The cure is to get them to understand what money means to them. Why do they feel their lives won’t have meaning if they cannot buy expensive clothes, own ever-larger homes and jet around the world on a whim? The answers are no surprise: childhood traumas, fears of inadequacy, a desire to make your success widely known.

“The problem is not the economy,” he said. “It’s all the stuff it’s stirring up.”

Allow yourself to grieve

The toughest thing to get over is the belief that you did everything right, but that someone changed the rules on you. This is an entitlement mentality — not everyone gets to own a home, let alone two or three — but the psychological loss is no less real. People need to grieve.

“It’s a grieving less about the individual thing,” Mr. Klontz said. “It’s the loss of a dream. It’s how you thought things should be.” Without the chance to grieve, he said, “that’s when our thinking becomes rigid and bitter.”

There is consolation for those intent on keeping up with the Joneses. “I’ve been telling people that you’re just as rich now, because everyone has lost 30 per cent,” he said.

Embrace the worst case

Is giving up bottle service in nightclubs and cutting out weekend jaunts to Aruba too much to bear? How about getting to the point where you lose everything — like Bernard L. Madoff’s investors — and have to turn to family members for help? For some the very thought of a life less fabulous is so painful as to be paralysing.

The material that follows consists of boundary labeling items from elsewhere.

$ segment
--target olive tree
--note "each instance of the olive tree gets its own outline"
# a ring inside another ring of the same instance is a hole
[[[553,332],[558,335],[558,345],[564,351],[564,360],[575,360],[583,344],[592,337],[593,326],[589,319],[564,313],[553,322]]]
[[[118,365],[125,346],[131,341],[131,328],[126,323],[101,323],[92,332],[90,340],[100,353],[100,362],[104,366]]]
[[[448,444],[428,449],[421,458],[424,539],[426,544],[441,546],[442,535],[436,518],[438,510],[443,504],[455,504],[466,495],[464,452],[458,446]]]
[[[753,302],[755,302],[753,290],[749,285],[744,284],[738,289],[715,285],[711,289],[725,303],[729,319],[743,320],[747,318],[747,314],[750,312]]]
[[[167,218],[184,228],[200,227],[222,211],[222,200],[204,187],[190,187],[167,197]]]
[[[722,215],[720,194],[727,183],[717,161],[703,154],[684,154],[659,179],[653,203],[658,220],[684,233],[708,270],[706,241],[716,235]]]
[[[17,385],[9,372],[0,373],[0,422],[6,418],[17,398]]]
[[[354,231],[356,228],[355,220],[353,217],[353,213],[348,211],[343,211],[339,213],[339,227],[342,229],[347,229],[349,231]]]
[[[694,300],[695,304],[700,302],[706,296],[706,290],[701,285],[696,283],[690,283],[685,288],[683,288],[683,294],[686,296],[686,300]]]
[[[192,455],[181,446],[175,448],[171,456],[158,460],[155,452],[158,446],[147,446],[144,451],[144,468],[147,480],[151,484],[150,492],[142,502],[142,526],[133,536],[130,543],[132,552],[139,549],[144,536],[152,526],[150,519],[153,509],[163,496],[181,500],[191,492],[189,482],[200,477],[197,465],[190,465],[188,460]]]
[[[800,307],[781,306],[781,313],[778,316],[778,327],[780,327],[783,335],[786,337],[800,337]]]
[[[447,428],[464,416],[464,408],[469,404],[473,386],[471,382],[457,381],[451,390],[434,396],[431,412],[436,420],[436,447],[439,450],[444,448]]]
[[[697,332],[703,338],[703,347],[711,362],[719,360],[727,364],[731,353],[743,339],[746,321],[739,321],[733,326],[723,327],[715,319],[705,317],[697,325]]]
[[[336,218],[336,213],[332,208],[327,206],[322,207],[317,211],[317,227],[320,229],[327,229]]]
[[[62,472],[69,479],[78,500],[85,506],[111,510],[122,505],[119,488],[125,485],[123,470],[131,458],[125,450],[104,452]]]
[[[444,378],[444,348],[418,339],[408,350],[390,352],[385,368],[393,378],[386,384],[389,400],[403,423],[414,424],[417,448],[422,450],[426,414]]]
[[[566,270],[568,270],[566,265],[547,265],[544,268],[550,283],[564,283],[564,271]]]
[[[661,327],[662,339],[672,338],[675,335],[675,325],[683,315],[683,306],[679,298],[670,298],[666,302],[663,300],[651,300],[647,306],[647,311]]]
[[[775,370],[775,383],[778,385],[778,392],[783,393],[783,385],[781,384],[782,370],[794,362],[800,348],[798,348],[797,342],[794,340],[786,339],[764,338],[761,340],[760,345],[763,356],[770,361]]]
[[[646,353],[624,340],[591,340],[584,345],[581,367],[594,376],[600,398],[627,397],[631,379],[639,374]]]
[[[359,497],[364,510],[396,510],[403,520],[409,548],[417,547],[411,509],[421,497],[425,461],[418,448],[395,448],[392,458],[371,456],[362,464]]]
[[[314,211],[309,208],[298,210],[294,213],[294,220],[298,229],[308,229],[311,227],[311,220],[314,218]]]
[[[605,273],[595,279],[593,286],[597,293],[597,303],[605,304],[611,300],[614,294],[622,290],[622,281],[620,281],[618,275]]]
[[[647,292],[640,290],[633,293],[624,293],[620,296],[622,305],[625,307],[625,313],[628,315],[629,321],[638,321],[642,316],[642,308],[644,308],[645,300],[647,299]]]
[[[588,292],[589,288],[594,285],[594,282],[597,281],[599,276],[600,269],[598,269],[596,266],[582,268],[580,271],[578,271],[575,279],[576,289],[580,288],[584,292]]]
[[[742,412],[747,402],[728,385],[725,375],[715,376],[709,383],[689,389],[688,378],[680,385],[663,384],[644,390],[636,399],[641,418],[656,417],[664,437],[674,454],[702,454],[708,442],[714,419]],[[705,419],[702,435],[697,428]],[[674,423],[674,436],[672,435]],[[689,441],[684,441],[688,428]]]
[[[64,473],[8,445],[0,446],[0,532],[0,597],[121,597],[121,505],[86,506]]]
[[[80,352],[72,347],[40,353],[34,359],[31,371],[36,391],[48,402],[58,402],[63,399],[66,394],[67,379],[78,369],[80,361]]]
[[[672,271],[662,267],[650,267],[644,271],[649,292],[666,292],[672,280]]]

Ted Klontz, Brad’s father, business partner and also a psychologist, has clients visualise the worst thing they could imagine happening to them. For many, either because of pride or because of bad childhood memories, it is asking their family to take them in. Verbalising this fear is the key.

“What an incredible opportunity to talk to your wife about, ‘What do we do if...,”’ he said. “It reduces the anxiety and trauma.”

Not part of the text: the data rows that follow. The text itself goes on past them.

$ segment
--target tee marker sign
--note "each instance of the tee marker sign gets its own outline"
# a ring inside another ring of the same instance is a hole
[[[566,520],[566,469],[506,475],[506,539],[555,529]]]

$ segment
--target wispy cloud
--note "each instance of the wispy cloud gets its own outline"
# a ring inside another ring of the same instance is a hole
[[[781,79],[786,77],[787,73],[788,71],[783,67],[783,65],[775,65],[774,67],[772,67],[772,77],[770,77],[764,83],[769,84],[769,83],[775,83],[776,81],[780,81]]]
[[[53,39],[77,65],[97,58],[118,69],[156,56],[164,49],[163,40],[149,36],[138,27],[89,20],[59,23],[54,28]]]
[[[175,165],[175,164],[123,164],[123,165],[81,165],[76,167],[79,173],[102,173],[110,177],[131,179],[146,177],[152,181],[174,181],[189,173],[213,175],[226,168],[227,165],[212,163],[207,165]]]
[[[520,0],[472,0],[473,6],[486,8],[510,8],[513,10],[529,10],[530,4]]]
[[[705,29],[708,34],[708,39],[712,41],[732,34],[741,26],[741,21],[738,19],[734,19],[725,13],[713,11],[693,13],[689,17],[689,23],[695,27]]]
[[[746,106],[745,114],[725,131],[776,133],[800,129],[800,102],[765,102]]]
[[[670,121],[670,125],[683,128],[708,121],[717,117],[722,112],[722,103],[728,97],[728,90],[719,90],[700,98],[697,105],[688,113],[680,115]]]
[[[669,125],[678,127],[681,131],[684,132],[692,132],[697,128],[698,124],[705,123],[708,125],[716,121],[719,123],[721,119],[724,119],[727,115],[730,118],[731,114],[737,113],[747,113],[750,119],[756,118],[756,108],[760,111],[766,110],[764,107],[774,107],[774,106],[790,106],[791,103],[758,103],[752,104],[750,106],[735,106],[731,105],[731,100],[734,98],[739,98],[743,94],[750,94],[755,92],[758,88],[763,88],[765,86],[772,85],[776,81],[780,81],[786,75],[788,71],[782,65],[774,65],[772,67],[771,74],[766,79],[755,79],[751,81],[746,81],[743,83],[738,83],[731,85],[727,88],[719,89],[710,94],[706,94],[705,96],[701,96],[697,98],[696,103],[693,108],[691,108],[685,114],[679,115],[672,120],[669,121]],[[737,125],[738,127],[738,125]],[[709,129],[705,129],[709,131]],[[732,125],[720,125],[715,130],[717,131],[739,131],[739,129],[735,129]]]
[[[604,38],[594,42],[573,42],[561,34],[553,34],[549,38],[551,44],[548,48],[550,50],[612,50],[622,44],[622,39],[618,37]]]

This might have helped those preparing for the end of days. Ruskin, the detective, said none of his clients’ security fears had materialised, though he was quick to add: “That doesn’t mean it’s not there and it’s not going to happen.”

Past as prologue

Above all, people’s psyches are being wracked by what behavioural economists call present-event bias. This is the belief that what is happening now will always be. The same thing happens in bull markets — values always seem to be rising until they don’t — but it is clearly more painful when wealth is being destroyed. Markets, of course, will go up again. “Folks have been traumatised and damaged psychologically, financially, emotionally,” said Darst, the Morgan Stanley investment strategist. “I was just in Dubai and Saudi Arabia. I had a distinct impression that there was hopefulness about the size and structure of what’s next.”